I have BT FTTP with a PFSense router and the connection is amazing for gaming!
 

Heartstone

Well-known Member
Moved over to Idnet broadband, obviously on the Openreach network, will never go back BT Plusnet Sky Talk Talk etc. Pay more but what a difference, not dropped in 25 days, latency halved to 15 to 20. Just generally better experience!
 

ashenfie

Well-known Member
Vodafone over the Openreach network, 74mbs and 20ms latency and 5% jitter all for £22 a month. I didn't expect much and Sky had been fobbing me off with same old excuses, it was my wifi/router etc etc.

I know I would get the same. drop outs going with Vodafone,but at least it was. cheaper. To my surprise Vodafone after 10 mins on the chat sent Openreach engineer out next day and sorted it.
 

Heartstone

Well-known Member
Vodafone over the Openreach network, 74mbs and 20ms latency and 5% jitter all for £22 a month. I didn't expect much and Sky had been fobbing me off with same old excuses, it was my wifi/router etc etc.

I know I would get the same. drop outs going with Vodafone,but at least it was. cheaper. To my surprise Vodafone after 10 mins on the chat sent Openreach engineer out next day and sorted it.
Internet traffic on any given provider in my opinion is the single biggest issue, second to that is what going on our end.
 

oneman

Well-known Member
Vodafone over the Openreach network, 74mbs and 20ms latency and 5% jitter all for £22 a month. I didn't expect much and Sky had been fobbing me off with same old excuses, it was my wifi/router etc etc.

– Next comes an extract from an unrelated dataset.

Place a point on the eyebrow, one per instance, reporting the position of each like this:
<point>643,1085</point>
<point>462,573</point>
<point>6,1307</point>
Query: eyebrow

I know I would get the same. drop outs going with Vodafone,but at least it was. cheaper. To my surprise Vodafone after 10 mins on the chat sent Openreach engineer out next day and sorted it.
20ms from and to where, from London to the Moon ?
 

ashenfie

Well-known Member
Yeah bt do that now. No Manchester to Glasgow
 

outoftheknow

Moderator
Yeah bt do that now. No Manchester to Glasgow
The comment was somewhat pertinent though. Ping or latency needs to have a distance associated to it to work out of it is good or bad.

20ms for a couple of hundred miles to the server is ok. 200ms for a thousand or two is ok.

presumably your 20ms is to your favourite Speedtest server - which is how far away?
 

ashenfie

Well-known Member
The comment was somewhat pertinent though. Ping or latency needs to have a distance associated to it to work out of it is good or bad.

20ms for a couple of hundred miles to the server is ok. 200ms for a thousand or two is ok.

presumably your 20ms is to your favourite Speedtest server - which is how far away?
I have 2 speed test sites that I use. One which is build into the tp-link router and cloudfare.com. As you say 20ms is average but as my house is a fixed location, while the speediest server site are no. Therefore if your doing a/b testing you need to ensure you use the same sites.

I would expect anyone on openreach to average the same as me in terms of latency and jitter, Speed should be close to what your provider quotes (that hardwired from your router. For £22 I think it's a hard deal to beet.